Tattooed action-figure Adam Levine and his dance-pop band return for a June 5 concert at the Pepsi Center, for those who can’t get enough of the ubiquitous frontman or his infinite poses.
Whether he’s the object of love, pity or ridicule, 25-year-old Canadian pop star Justin Bieber has proven himself a survivor. That’s netted him a wide range of attention-getting collaborations and gigs, including this massive 2020 world tour. He visits Empower Field at Mile High on June 13.
No longer novel but still impressive in its crowd-drawing consistency, the Avett Brothers’ July 10-12 run at Red Rocks cements the savvy, tuneful folk-pop band as one of Colorado’s favorite summer activities.
Colorado Symphony & Chorus will perform Beethoven’s glorious, immortal Symphony No. 9 on July 26 at a venue that handily lives up to those adjectives. This could be the most dramatic classical music show of 2020, here or anywhere else.
Recalling both the ill-fated Mile High Music Festival and Phish’s annual, wildly successful Labor-Day runs in Commerce City, this July 28 pop-punk extravaganza will undoubtedly draw one of the largest music crowds of the year to the far northeast metro area.
As fans who were shut out of the band’s 2019 Denver concerts know, the demand for this Australian psych-pop act easily justifies the sports-arena booking. So will everyone who wants to see them get the chance on July 30? We’re watching.
If there’s a more passively descriptive music-moniker than Kenny Chesney’s Chillaxification Tour 2020, we’re not aware of it. The 51-year-old Tennessee country star will perform beach-minded party anthems at Colorado’s biggest stadium on Aug. 8 with Florida Georgia Line and Old Dominion.

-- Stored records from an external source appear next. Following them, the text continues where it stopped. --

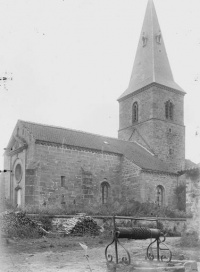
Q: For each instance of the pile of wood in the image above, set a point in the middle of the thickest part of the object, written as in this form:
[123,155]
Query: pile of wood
[79,225]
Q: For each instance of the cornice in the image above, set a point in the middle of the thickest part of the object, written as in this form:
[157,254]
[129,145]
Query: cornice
[153,84]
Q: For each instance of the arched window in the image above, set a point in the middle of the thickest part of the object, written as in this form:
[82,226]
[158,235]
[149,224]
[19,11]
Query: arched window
[169,110]
[160,196]
[135,112]
[105,191]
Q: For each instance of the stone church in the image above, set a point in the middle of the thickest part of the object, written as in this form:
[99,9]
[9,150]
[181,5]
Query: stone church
[55,165]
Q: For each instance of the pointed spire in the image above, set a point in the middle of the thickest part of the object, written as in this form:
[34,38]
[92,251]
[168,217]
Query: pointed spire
[151,62]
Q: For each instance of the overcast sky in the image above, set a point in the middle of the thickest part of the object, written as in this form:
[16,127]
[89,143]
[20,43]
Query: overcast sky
[72,59]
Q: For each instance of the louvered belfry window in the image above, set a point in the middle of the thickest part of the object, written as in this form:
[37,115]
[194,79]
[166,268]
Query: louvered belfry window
[135,112]
[169,110]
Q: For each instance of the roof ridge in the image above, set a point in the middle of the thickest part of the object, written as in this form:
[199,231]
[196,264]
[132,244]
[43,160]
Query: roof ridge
[85,132]
[76,130]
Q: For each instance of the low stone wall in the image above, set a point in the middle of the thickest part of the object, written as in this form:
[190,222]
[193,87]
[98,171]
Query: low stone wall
[170,226]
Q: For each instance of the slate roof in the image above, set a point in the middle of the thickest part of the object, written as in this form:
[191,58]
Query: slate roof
[151,63]
[74,138]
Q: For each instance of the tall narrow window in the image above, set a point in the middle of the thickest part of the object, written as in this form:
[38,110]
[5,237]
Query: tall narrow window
[105,191]
[135,112]
[169,110]
[63,181]
[160,196]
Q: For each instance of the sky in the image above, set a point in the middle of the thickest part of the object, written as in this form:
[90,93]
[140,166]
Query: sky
[70,60]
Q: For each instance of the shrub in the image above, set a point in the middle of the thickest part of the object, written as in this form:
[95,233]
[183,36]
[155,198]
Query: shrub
[190,239]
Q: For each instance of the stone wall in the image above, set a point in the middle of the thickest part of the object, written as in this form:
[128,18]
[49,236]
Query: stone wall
[130,181]
[193,200]
[66,175]
[2,193]
[149,182]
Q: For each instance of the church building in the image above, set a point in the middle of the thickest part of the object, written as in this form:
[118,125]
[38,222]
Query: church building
[55,165]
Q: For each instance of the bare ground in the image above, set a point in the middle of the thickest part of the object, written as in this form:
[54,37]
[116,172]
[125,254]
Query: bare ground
[65,253]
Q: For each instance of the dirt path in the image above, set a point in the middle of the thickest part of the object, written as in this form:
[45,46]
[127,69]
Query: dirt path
[65,254]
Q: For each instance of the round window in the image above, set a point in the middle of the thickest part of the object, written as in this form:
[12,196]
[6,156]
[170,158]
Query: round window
[18,172]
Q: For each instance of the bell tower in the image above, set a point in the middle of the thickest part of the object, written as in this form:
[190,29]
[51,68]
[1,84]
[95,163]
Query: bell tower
[151,109]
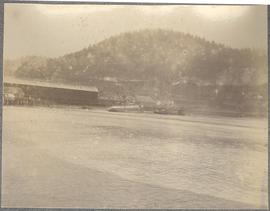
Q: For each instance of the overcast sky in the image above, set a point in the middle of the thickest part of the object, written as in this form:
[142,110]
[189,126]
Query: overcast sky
[54,30]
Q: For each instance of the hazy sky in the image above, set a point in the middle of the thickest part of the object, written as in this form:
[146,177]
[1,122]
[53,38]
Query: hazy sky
[54,30]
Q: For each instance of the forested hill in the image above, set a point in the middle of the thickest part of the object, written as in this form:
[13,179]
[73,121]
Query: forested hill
[161,55]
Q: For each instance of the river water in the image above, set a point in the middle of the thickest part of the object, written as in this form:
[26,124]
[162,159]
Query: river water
[220,157]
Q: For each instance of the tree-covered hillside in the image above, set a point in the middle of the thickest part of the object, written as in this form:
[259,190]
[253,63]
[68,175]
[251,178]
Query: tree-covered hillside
[165,56]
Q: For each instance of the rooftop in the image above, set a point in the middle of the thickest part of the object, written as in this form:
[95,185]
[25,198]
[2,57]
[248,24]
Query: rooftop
[49,84]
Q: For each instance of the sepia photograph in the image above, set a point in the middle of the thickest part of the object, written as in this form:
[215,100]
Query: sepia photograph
[146,106]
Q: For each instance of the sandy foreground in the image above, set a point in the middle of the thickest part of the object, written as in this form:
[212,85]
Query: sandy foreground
[55,157]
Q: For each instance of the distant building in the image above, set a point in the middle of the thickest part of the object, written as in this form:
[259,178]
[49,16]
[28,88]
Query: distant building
[54,93]
[145,101]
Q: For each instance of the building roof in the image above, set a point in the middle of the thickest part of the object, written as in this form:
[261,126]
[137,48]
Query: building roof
[49,84]
[144,99]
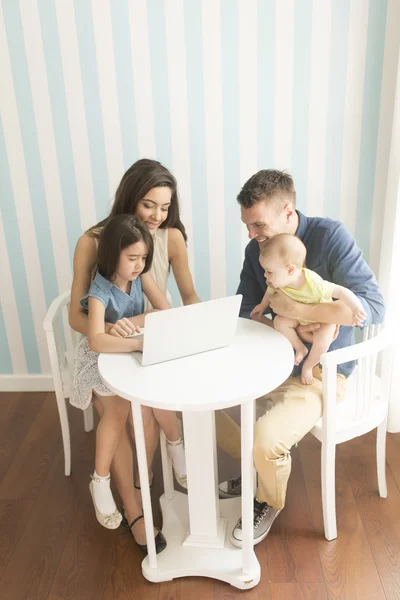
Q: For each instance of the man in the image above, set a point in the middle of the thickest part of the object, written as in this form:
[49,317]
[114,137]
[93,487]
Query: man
[267,202]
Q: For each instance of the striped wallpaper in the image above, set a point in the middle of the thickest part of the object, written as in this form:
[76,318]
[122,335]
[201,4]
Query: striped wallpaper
[214,89]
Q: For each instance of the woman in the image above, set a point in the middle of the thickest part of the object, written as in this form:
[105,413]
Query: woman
[149,191]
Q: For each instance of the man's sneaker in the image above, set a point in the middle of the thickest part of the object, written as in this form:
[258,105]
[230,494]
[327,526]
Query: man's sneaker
[231,488]
[264,516]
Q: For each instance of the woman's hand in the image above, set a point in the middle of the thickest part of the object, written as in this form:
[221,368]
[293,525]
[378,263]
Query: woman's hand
[122,328]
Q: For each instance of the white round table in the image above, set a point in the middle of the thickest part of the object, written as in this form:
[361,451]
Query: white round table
[197,526]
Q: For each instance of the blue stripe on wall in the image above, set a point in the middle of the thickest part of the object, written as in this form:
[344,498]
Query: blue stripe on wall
[370,121]
[91,92]
[231,138]
[19,67]
[301,93]
[124,76]
[62,135]
[5,358]
[17,266]
[266,83]
[337,94]
[197,144]
[159,80]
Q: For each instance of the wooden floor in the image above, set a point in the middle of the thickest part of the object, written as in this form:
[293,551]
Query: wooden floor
[51,546]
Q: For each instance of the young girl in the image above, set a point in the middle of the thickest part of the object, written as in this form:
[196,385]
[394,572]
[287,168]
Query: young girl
[283,259]
[116,294]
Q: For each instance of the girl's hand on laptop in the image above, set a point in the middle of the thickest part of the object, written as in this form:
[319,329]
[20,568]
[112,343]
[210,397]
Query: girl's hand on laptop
[123,328]
[135,344]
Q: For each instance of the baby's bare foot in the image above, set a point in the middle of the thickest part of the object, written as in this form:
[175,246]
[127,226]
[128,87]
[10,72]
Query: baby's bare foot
[307,376]
[300,353]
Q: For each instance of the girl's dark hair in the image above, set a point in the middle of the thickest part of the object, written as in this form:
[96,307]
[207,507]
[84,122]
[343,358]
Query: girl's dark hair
[120,232]
[144,175]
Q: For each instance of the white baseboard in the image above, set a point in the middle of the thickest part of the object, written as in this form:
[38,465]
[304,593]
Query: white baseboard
[26,383]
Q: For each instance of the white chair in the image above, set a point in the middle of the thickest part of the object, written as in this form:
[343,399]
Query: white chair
[61,340]
[365,408]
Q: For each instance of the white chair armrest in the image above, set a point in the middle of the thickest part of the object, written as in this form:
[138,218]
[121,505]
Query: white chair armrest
[54,308]
[372,346]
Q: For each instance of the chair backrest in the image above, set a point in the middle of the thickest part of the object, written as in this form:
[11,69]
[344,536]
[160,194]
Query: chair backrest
[371,377]
[366,375]
[61,341]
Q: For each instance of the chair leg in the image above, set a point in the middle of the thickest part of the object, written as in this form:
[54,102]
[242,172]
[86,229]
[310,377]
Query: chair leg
[381,458]
[168,476]
[88,418]
[62,411]
[328,452]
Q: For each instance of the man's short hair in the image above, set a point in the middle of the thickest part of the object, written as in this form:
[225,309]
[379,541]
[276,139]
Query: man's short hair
[268,184]
[286,247]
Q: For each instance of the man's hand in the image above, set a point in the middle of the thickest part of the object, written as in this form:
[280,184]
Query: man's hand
[284,306]
[262,319]
[256,312]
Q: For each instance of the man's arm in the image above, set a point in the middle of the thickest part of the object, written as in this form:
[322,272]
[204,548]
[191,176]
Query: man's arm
[249,285]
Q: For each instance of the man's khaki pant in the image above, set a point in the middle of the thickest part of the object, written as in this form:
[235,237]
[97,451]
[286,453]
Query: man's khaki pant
[291,411]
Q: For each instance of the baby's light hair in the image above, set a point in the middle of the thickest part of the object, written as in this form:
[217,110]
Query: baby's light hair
[289,248]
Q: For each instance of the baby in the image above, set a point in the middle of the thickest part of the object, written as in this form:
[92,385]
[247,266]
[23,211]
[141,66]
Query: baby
[283,259]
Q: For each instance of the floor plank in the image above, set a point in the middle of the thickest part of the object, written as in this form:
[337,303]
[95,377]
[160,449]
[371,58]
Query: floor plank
[348,564]
[380,516]
[17,416]
[284,591]
[22,484]
[52,548]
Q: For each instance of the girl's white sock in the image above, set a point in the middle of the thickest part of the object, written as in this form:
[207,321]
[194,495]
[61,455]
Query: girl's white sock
[176,453]
[103,495]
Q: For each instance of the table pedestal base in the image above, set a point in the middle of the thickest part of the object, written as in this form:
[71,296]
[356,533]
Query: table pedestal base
[179,560]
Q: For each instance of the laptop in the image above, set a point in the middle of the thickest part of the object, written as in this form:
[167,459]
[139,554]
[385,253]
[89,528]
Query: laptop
[187,330]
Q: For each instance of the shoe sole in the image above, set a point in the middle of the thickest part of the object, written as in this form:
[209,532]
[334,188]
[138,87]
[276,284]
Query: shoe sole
[99,515]
[239,543]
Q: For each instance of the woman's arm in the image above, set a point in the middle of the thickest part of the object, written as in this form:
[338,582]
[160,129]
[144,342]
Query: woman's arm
[178,258]
[99,341]
[153,292]
[84,262]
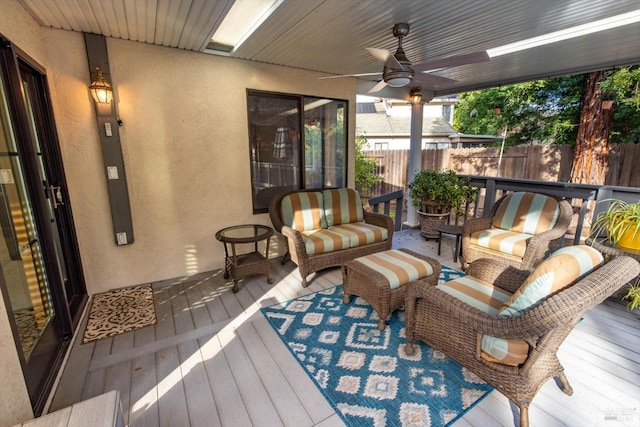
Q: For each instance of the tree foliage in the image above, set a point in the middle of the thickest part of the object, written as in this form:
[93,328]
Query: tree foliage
[548,111]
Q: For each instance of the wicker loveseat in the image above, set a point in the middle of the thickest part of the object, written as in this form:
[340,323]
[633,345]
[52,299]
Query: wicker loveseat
[464,318]
[326,227]
[517,230]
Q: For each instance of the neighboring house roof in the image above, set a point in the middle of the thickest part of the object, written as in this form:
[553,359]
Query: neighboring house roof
[379,124]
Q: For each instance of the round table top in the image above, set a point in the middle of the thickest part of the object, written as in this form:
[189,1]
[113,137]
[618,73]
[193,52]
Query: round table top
[244,233]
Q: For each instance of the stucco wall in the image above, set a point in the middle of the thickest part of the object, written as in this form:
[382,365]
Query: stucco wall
[186,152]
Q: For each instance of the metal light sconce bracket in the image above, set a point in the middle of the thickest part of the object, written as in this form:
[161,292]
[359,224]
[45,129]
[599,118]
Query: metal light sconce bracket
[415,95]
[100,88]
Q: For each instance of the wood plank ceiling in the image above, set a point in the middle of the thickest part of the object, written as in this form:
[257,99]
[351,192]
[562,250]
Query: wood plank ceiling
[330,36]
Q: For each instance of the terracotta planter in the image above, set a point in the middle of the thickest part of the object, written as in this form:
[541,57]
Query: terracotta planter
[429,222]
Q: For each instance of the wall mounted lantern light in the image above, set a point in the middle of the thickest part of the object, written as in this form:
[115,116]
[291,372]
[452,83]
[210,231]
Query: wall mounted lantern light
[416,96]
[100,88]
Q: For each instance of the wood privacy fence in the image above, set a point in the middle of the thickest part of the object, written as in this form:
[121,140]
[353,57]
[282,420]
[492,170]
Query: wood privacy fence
[550,163]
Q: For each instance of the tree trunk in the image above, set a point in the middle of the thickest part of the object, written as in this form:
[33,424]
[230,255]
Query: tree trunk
[592,146]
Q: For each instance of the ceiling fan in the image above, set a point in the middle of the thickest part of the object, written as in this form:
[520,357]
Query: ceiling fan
[398,71]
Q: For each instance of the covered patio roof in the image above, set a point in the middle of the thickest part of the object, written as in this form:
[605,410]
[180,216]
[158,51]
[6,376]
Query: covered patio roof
[330,36]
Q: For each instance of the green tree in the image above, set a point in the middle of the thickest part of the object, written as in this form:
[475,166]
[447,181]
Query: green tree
[623,87]
[548,111]
[365,167]
[543,111]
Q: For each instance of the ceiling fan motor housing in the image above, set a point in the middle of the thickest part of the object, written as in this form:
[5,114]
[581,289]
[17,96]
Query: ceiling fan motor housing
[394,77]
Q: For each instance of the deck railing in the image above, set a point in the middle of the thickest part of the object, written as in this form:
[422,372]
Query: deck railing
[386,200]
[588,199]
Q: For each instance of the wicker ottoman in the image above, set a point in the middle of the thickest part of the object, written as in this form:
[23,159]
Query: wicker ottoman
[381,278]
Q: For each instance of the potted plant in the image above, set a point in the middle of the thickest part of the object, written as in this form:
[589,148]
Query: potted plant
[621,223]
[436,194]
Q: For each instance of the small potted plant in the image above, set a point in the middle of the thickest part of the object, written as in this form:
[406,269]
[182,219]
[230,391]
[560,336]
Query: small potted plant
[436,194]
[621,223]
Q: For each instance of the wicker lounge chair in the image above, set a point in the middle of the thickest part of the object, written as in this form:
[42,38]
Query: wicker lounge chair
[509,221]
[455,327]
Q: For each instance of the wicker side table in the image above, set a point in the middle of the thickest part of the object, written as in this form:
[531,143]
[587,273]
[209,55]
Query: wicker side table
[238,266]
[610,252]
[368,283]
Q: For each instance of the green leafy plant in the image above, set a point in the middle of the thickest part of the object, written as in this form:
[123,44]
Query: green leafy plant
[633,295]
[446,190]
[621,217]
[365,167]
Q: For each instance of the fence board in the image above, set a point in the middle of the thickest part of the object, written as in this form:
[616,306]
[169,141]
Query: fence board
[536,162]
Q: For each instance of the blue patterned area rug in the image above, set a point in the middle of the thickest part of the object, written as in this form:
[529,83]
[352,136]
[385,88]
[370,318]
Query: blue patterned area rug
[363,372]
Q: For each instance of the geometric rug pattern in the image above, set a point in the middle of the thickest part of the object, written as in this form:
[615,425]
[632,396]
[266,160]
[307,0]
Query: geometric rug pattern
[119,311]
[363,372]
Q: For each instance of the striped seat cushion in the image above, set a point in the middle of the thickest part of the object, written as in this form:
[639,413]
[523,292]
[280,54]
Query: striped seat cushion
[361,233]
[528,213]
[323,240]
[303,211]
[488,298]
[399,268]
[561,269]
[497,239]
[342,206]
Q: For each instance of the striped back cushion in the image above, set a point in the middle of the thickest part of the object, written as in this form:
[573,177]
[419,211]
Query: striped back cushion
[303,211]
[488,298]
[563,268]
[398,267]
[528,213]
[342,206]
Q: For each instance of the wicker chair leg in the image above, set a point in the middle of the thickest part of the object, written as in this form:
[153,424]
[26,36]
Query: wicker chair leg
[564,384]
[524,416]
[408,348]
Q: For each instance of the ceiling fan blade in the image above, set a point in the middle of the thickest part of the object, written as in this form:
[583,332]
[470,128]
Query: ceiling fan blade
[386,57]
[349,75]
[452,61]
[378,87]
[433,79]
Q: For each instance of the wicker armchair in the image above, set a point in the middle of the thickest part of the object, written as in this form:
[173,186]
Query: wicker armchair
[454,327]
[311,263]
[536,245]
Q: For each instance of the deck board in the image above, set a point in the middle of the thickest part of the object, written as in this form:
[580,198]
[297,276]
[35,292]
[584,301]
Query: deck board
[213,359]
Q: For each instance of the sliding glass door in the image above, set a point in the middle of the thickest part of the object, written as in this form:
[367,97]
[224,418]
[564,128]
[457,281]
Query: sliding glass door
[42,281]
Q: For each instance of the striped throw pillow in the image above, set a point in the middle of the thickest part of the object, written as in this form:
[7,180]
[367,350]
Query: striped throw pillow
[528,213]
[342,206]
[398,267]
[561,269]
[303,211]
[488,299]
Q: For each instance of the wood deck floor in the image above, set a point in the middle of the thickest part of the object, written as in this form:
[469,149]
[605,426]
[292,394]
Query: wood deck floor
[212,359]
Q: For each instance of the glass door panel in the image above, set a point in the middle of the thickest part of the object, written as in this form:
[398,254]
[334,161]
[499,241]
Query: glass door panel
[20,251]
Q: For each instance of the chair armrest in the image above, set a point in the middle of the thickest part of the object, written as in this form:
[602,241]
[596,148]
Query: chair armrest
[295,240]
[499,273]
[380,220]
[539,243]
[475,224]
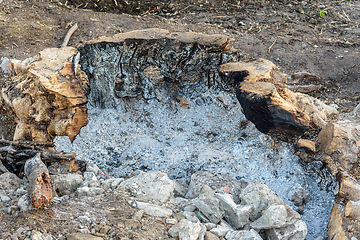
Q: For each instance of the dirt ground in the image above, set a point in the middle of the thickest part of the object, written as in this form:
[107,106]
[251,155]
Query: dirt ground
[319,37]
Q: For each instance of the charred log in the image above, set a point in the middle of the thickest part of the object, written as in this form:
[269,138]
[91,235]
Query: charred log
[117,65]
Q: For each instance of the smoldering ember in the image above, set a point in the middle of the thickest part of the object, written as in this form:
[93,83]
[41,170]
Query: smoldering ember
[157,134]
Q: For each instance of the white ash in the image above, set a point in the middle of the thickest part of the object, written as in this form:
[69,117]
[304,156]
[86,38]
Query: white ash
[210,135]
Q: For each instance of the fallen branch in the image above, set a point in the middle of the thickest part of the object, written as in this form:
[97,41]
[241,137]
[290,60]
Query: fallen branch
[27,144]
[68,35]
[39,182]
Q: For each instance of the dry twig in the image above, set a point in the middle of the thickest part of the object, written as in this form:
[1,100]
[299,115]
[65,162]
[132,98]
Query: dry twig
[68,35]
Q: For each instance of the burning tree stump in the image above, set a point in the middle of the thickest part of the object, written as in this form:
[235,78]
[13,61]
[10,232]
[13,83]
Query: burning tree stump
[39,182]
[117,65]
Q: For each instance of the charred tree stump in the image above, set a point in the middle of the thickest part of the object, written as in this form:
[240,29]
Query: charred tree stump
[39,181]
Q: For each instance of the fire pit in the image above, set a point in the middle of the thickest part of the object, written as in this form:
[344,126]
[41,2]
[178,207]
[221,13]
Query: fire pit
[158,102]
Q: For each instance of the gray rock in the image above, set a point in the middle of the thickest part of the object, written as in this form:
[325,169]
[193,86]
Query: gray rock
[174,231]
[10,210]
[9,181]
[259,197]
[189,230]
[89,191]
[91,167]
[299,195]
[209,206]
[222,229]
[202,232]
[82,236]
[190,207]
[191,216]
[20,191]
[83,219]
[139,214]
[210,236]
[5,199]
[40,236]
[243,235]
[236,215]
[296,231]
[24,203]
[153,210]
[210,226]
[171,221]
[106,184]
[116,182]
[4,63]
[215,181]
[147,186]
[90,180]
[180,189]
[65,184]
[274,216]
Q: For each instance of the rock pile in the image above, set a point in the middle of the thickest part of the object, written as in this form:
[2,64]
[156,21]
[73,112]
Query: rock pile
[213,206]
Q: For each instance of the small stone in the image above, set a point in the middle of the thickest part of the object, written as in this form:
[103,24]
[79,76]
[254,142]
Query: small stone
[5,199]
[40,236]
[306,145]
[65,184]
[116,182]
[209,206]
[299,195]
[352,209]
[138,215]
[211,236]
[105,229]
[258,196]
[237,216]
[274,216]
[180,189]
[190,208]
[213,180]
[149,186]
[209,226]
[89,191]
[153,210]
[90,180]
[84,219]
[202,232]
[9,181]
[24,203]
[10,210]
[298,230]
[189,230]
[191,216]
[171,221]
[106,184]
[243,235]
[21,191]
[91,167]
[174,231]
[349,188]
[222,229]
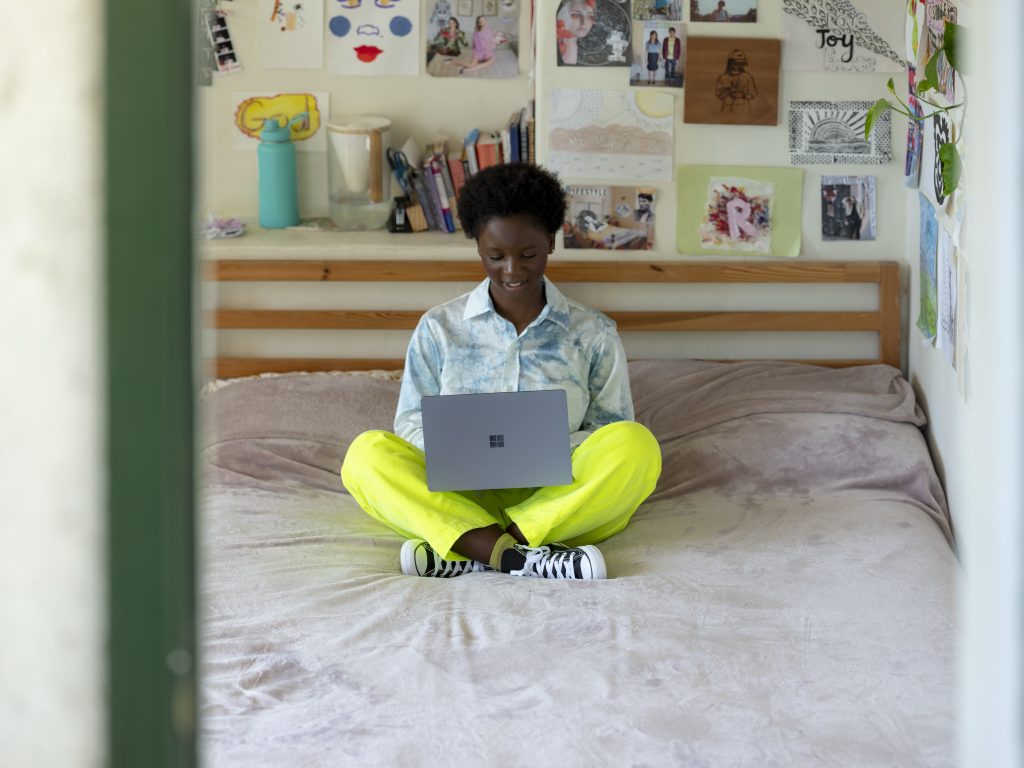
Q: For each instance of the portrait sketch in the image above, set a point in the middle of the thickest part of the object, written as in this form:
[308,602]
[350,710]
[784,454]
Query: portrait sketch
[731,81]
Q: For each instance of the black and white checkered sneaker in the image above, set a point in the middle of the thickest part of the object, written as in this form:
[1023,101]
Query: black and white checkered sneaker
[419,558]
[558,561]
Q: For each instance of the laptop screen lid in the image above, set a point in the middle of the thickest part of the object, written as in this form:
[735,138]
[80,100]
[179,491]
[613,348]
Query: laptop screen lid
[497,440]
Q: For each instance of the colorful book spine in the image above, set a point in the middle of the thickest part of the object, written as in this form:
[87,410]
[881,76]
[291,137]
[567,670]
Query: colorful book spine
[424,198]
[440,196]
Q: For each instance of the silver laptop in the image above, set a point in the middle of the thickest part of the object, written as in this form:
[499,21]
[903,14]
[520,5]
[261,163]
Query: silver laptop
[497,440]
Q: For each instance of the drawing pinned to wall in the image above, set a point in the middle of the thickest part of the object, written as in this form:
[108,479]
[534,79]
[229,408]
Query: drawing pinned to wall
[945,338]
[937,131]
[378,38]
[737,215]
[251,111]
[848,208]
[937,12]
[732,81]
[833,133]
[226,56]
[914,133]
[658,60]
[619,218]
[741,11]
[482,46]
[593,33]
[843,35]
[291,34]
[620,135]
[748,210]
[928,249]
[657,10]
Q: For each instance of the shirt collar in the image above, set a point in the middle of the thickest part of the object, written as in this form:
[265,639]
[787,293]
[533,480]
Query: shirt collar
[556,308]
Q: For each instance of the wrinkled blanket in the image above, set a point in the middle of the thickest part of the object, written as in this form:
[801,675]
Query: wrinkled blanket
[784,597]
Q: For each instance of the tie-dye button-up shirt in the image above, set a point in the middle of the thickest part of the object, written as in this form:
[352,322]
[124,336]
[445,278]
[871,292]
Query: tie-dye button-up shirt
[464,346]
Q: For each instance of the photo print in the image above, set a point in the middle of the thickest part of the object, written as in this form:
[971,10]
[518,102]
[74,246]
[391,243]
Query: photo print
[848,208]
[833,133]
[220,38]
[843,35]
[658,10]
[658,52]
[739,210]
[928,311]
[377,38]
[914,133]
[594,33]
[468,46]
[731,81]
[616,135]
[620,218]
[724,10]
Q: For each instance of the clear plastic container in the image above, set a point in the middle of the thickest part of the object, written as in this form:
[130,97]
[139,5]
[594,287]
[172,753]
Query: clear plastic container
[357,177]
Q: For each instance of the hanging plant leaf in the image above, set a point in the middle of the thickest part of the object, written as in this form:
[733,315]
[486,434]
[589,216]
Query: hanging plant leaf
[877,109]
[951,167]
[952,44]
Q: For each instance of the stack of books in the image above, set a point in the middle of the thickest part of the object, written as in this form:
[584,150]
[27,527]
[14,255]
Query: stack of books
[437,184]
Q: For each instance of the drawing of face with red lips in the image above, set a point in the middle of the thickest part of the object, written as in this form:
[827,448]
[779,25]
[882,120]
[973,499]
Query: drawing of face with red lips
[372,31]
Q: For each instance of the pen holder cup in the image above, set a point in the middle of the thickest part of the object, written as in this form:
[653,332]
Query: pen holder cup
[358,182]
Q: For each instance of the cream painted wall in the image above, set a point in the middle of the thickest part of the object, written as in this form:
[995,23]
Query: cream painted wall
[51,517]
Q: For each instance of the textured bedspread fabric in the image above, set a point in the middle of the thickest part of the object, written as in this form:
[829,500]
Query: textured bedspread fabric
[785,597]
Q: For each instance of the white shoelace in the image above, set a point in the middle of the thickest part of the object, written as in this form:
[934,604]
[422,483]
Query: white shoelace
[543,563]
[445,568]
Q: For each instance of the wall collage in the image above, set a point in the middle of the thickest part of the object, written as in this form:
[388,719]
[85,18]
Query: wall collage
[625,137]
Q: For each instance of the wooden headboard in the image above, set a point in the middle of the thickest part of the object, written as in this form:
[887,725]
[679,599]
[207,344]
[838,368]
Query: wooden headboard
[885,321]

Fashion magnet and all-around fetching guy Harry Styles is having an extended moment (the one we hope never ends), and his Aug. 15 concert at the Pepsi Center is a chance to add to his legion of fans.
Having opened for Taylor Swift on her last Denver stop, of-the-moment pop star Cabello — still smarting from a recent social media controversy over past racist posts — will get the headlining nod at the Pepsi Center on Aug.
What’s old is new again as Denver singer-songwriter Nathaniel Rateliff pivots from full-band neo-soul with backing act The Night Sweats to the introspective acoustic tunes he made his name with for a new album, due Feb. 14. His Aug. 26 Red Rocks show will be his first “solo” headlining gig there but expect familiar faces in tow.
Butt-rock, hair-metal, glam-pop — whatever you call it, the Aug. 30 concert at Coors Field will be heavy on theatrical testosterone and light on nuance or variety (that’s what Joan Jett is for, we presume).
Despite a deep, well-demonstrated hatred for another in the past, musical brothers Chris and Rich Robinson are getting the band back together for a pair of shows Aug. 30-31 at Red Rocks.
Also on the reunion front: influential Pacific Northwest indie-punk band Bikini Kill has a huge (by any standard) show at Red Rocks on Oct. 21, with some no-doubt killer openers to be announced.